A confederation of e-mail dunces

A confederation of e-mail dunces
: My outgoing email is working again and it’s frightening what made it break.

If I have all this right…

Njabl.org, a self-appointed spam blacklister, blocked my Cablevision IP not because it’s associated with spam but just because the address is assigned dynamically (like most addresses on the Internet). Hosting Matters, my host, in turn uses the njabl blacklist. So Hosting Matters blocked me from sending email through its server.

It was fixed when Hosting Matters whitelisted me. (Though I now wonder–will other receiving email servers now block me? What happens when I get a new DHCP IP through Cablevision?)

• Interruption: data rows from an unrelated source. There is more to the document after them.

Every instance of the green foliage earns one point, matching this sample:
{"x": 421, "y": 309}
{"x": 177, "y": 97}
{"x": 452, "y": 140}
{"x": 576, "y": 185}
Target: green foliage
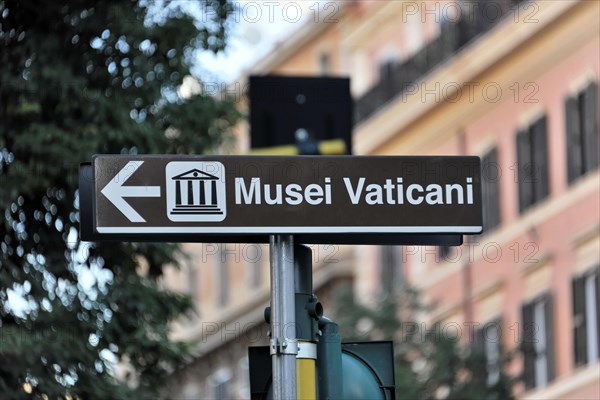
{"x": 429, "y": 363}
{"x": 79, "y": 78}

What’s wrong with this picture?

First, njabl sets its own laws and like a Wild West posse rides off to lynch good citizens without a trial. The cause is good. The intention is good. The action is deadly.

Second, Cablevision has to now contact this blacklist group to deal with it and get off the list.

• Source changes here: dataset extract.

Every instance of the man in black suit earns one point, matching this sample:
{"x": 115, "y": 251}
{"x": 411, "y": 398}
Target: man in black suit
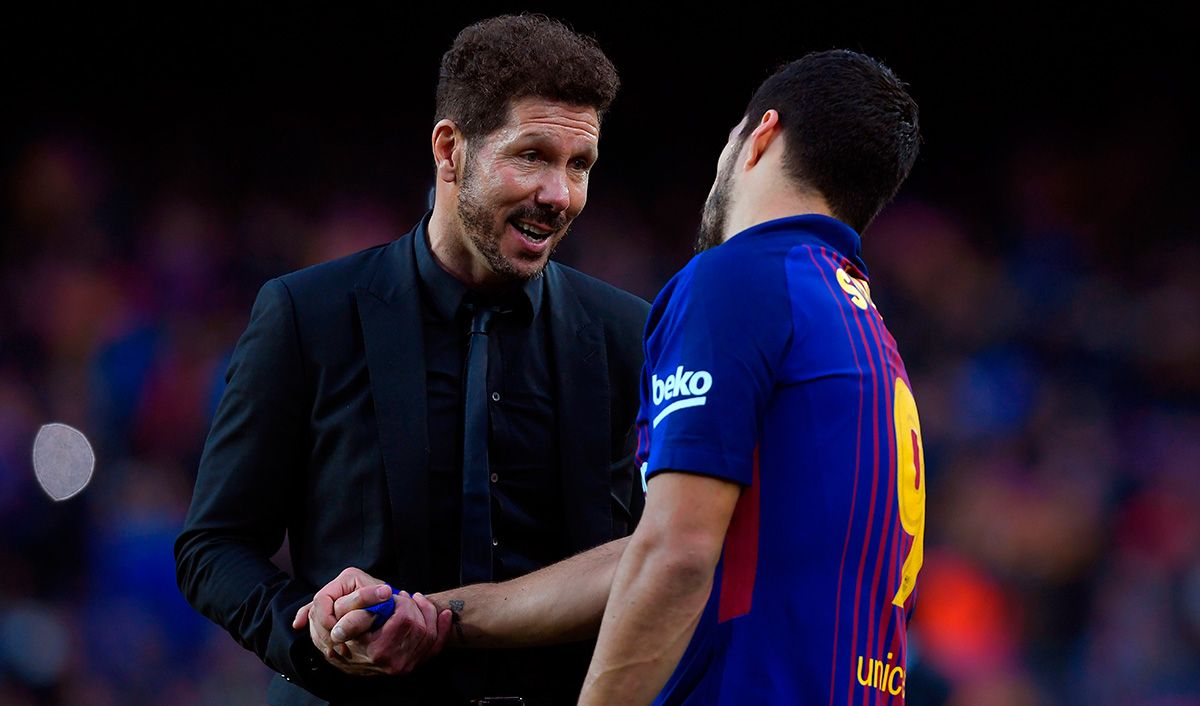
{"x": 445, "y": 408}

Third, Hosting Matters joins the njabl posse by using its blacklist, although it is created with dubious logic.

And the bottom line is that a user, a customer, a citizen, an innocent is blocked from doing what he needs to do. I’m in the Internet business, so I tracked down the cause and got somebody to fix it (with some great help from Charlie Martin). But I can’t imagine my mother or your grandmother doing this.

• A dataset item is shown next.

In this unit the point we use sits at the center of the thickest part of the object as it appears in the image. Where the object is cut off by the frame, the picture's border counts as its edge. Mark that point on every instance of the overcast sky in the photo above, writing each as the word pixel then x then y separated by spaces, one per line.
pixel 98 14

They’re killing email with the best of intentions.

Of course, the real evildoers are the spammers. They’re the ones killing email.

But the vigilantes are doing harm themselves.

And they feel the need to step in because government has not.

Email is in a crisis. Email is broken. Email is anarchy. Email has to be fixed and it’s the government’s job to step in and slam the spam. (Or if you don’t watch out, watch out, the U.N. will start talking about taking over.)

This is utterly unacceptable.

: And, by the way, isn’t it amazing about this ‘sphere that at midnight, a nice guy like Charlie would leave me comments and email me and volunteer his phone number just so he could help a friend in need. That’s what’s great about this medium. Evildoers and posses aren’t so great.

: UPDATE: Reader Dann has a very good comment explaining much of this. I don’t pretend to know how it all works. Anne also questions my point on government.

It’s a chicken-rotten-egg thing: If there were tough laws to regulate spam, then we’d be going after the source of the problem, the people who are vandalizing and stealing our services. But instead, a lot of good people just trying to do their jobs — Hosting Matters, Cablevision, nbabl, me — are stuck trying to clean up this mess. That’s not right.